1:39 What do we need, yearly income? Again, prop, tab, paste, and we come down here and we just return that, and we need a self.
1:48 Final one, years to retire. And there we have it. Let's do a little cleanup. So these things were only going to do that computation
2:04 when somebody asked for the years to retire or when they ask age in years or if they ask for the full name. If you don't ask for that,
2:11 we don't even run the code to create it. We also don't have to worry about the memory. Now, on the flip side,
2:17 if this is something you would create one and then ask for this 100 times you might create some kind of, like, cached memory of,
2:25 like, have I computed age in years? yes or no. If no, first compute it and then return it if it was expensive.

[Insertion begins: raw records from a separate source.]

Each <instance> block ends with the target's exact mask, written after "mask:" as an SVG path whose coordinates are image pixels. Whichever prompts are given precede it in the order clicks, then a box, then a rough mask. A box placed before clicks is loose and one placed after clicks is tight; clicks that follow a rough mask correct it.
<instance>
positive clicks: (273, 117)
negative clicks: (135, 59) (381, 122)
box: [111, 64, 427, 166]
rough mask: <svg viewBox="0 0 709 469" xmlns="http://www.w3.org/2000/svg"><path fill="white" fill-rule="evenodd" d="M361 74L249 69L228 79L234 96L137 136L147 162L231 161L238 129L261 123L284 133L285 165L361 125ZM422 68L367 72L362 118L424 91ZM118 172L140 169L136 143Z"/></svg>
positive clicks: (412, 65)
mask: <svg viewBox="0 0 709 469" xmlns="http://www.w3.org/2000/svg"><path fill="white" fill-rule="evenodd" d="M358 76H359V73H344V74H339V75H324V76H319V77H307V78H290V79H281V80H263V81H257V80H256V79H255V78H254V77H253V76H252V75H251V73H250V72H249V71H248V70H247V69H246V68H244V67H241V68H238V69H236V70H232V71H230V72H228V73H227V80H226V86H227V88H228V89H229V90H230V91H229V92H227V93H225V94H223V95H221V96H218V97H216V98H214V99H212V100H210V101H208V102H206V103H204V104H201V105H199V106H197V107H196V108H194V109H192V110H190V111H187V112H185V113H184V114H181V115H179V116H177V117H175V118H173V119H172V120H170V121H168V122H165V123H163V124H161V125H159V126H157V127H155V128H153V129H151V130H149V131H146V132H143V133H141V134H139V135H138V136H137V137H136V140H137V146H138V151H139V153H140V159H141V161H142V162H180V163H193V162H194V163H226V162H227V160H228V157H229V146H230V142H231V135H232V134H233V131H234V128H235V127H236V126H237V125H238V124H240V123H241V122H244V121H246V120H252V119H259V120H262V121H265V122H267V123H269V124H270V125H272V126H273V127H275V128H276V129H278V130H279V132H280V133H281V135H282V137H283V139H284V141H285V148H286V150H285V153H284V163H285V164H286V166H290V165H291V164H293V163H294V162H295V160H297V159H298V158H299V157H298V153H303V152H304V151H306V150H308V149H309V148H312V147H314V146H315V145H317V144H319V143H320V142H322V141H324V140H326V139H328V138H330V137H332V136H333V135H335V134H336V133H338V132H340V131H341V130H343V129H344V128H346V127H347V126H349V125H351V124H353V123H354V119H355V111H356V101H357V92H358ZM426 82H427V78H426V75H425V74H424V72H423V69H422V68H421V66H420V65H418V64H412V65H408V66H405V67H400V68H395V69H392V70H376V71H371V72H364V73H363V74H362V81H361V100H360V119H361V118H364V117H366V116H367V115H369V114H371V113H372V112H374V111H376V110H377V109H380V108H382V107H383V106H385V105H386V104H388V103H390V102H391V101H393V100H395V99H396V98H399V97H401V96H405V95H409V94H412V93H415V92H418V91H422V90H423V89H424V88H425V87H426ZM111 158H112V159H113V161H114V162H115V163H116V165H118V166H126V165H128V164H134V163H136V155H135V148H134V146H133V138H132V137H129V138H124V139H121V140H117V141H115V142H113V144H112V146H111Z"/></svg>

2:32 So there's always room for some kind of balance. But let's try, use this over here and see how that comes out. Do exactly the
2:41 same thing, but this time I'm gonna say person equals this thing, which We gotta import. Again, this is really weird, you would not normally do that.
2:50 But in this case, for a little demo, we could just, you know, swap out the type, and have exactly the same code run. You think it's gonna be better?
2:59 Think it's gonna be faster? Let's find out. So we did it up here, and it was, that number was 427 milliseconds and 32 megabytes!
3:10 Look at that! It's much faster. basically three times faster, and it used a third less memory. Wow wow wow. So that is pretty awesome.
3:21 And as you can see right here, the programming model is still the same. Hey, Sarah Sampson, let's review your retirement. Your 46 years old.
3:28 You currently make this much a year and all of these are the properties here, Okay? So, super, super cool and easy change.
3:35 You're probably familiar with properties, but I just want to make sure that you linked together
3:39 this idea of the property, which is this computer thing often used for validation. If you're going to set something,
3:45 you'll check that the variable gets set correctly, or you could use it for, like I talked about, cacheing only computed on demand,
3:52 but then store it, and then so on. So there's a lot of functionality behaviors that are interesting here. But there's also big memory implications,
4:00 because now we're only storing this data, and all of this is just on demand.